Board members considered multiple amendments intended to clarify situations in which physical restraint or seclusion may not be used: the board adopted an amendment specifying seclusion/restraint must not be used "as a behavioral intervention, as a disciplinary practice, for coercion, retaliation, or humiliation, due to inadequate staffing, or for staff member's convenience." The amendment passed unanimously (member Hall absent for roll call). Members debated whether the phrasing was a typo in earlier drafts; staff confirmed the intent that those listed reasons should never justify an ESI.

Training requirement: The board adopted an amendment that key identified school employees "shall receive comprehensive ESI training that is research and evidence-based in addition to the foundational behavior support training." The board voted to approve that amendment and also asked staff to be careful in selecting training that is evidence-based, and to define "key identified employees" at the LEA level.

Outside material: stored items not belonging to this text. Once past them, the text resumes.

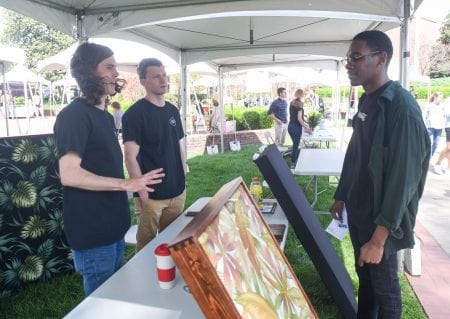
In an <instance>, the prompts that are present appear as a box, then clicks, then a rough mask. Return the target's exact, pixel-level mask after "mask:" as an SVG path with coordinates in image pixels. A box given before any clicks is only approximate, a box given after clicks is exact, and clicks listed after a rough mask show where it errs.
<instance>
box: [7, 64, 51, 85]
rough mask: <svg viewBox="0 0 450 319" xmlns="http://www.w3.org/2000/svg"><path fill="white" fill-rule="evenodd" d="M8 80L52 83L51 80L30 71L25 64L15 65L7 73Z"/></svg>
mask: <svg viewBox="0 0 450 319" xmlns="http://www.w3.org/2000/svg"><path fill="white" fill-rule="evenodd" d="M5 77H6V82H27V83H43V84H46V85H50V81H47V80H46V79H44V78H43V77H41V76H39V75H37V74H36V73H34V72H32V71H30V70H29V69H27V68H26V67H25V66H23V65H16V66H14V67H13V68H12V69H11V70H10V71H9V72H7V73H6V75H5Z"/></svg>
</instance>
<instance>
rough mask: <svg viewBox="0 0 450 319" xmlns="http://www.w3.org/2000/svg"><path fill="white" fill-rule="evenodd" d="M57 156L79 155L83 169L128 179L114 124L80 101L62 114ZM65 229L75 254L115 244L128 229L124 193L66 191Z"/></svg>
mask: <svg viewBox="0 0 450 319" xmlns="http://www.w3.org/2000/svg"><path fill="white" fill-rule="evenodd" d="M54 132H55V138H56V146H57V148H58V152H59V156H60V157H62V156H63V155H65V154H66V153H68V152H76V153H77V154H78V155H80V157H81V159H82V160H81V167H82V168H84V169H86V170H88V171H90V172H92V173H94V174H97V175H100V176H107V177H115V178H124V174H123V157H122V151H121V149H120V145H119V142H118V141H117V137H116V134H115V132H114V119H113V117H112V116H111V114H109V113H108V112H106V111H102V110H100V109H98V108H96V107H95V106H92V105H90V104H88V103H87V102H86V100H84V99H82V98H77V99H75V100H74V101H73V102H72V103H70V104H69V105H68V106H66V107H65V108H64V109H63V110H62V111H61V112H60V113H59V114H58V117H57V119H56V122H55V126H54ZM63 196H64V198H63V209H64V212H63V215H64V230H65V232H66V235H67V239H68V241H69V244H70V246H71V247H72V248H73V249H75V250H82V249H88V248H93V247H98V246H102V245H109V244H112V243H114V242H116V241H118V240H120V239H122V238H123V236H124V235H125V233H126V232H127V230H128V228H129V227H130V211H129V206H128V198H127V194H126V192H121V191H89V190H84V189H79V188H74V187H64V189H63Z"/></svg>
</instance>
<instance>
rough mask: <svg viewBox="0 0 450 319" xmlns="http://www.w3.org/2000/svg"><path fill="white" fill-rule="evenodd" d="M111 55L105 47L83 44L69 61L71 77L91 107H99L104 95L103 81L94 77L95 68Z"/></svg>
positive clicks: (73, 55)
mask: <svg viewBox="0 0 450 319" xmlns="http://www.w3.org/2000/svg"><path fill="white" fill-rule="evenodd" d="M113 54H114V53H113V51H112V50H111V49H110V48H108V47H107V46H104V45H100V44H96V43H83V44H81V45H80V46H79V47H78V48H77V49H76V51H75V53H74V54H73V57H72V60H71V61H70V70H71V73H72V76H73V77H74V78H75V80H76V81H77V83H78V86H79V87H80V90H81V92H82V95H83V97H84V98H85V99H86V100H87V101H88V102H89V103H90V104H92V105H99V104H100V103H101V97H102V96H104V95H105V86H104V85H103V80H102V78H101V77H99V76H98V75H96V70H97V66H98V64H99V63H100V62H102V61H103V60H105V59H107V58H109V57H111V56H112V55H113Z"/></svg>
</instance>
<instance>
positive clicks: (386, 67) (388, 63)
mask: <svg viewBox="0 0 450 319" xmlns="http://www.w3.org/2000/svg"><path fill="white" fill-rule="evenodd" d="M353 40H359V41H366V44H367V46H368V47H369V48H370V49H371V50H372V51H382V52H386V54H387V61H386V69H387V67H388V66H389V63H390V62H391V59H392V54H393V52H394V49H393V47H392V41H391V39H389V37H388V36H387V35H386V33H384V32H382V31H379V30H369V31H363V32H360V33H358V34H357V35H355V36H354V38H353Z"/></svg>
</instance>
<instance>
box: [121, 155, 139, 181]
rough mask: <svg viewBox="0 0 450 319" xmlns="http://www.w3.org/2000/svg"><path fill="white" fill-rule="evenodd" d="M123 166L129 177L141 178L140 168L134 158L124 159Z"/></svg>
mask: <svg viewBox="0 0 450 319" xmlns="http://www.w3.org/2000/svg"><path fill="white" fill-rule="evenodd" d="M125 166H126V167H127V170H128V175H130V177H132V178H134V177H139V176H142V171H141V167H140V166H139V163H138V161H137V159H136V158H130V157H125Z"/></svg>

Parental notification and timing: The rule was clarified to require that school employees "shall attempt'' to notify parents immediately and no later than 15 minutes after an ESI ends. Legal counsel and staff explained that "attempt" recognizes cases where a parent cannot be reached immediately and that reasonable attempts (call, voicemail, email, text and translation where applicable) constitute compliance.

Definitions and thresholds: Staff explained that the rule uses "immediate danger" and that the definition includes immediate and significant threat that could cause serious bodily injury; the department said that "immediate danger" and "significant threat" are intended to be equivalent for the rule. The board asked staff to ensure report language and public-facing guidance explain these terms to reduce confusion.

Final action: The board approved R277-608 draft 3 as amended. The vote was 11 in favor, 3 opposed; those opposed cited concerns over specific language changes. Staff were directed to update public guidance and reporting details and to publish the revised rule language as adopted.

Why it matters: The rule governs when schools may use seclusion and physical restraint and tightens protections for students (explicitly banning use for staff convenience or as punishment), clarifies parental notification expectations and requires expanded evidence-based training for identified staff.

Next steps: Staff will publish the updated rule text, produce guidance on notification attempts, and provide LEAs with options for evidence-based comprehensive training options.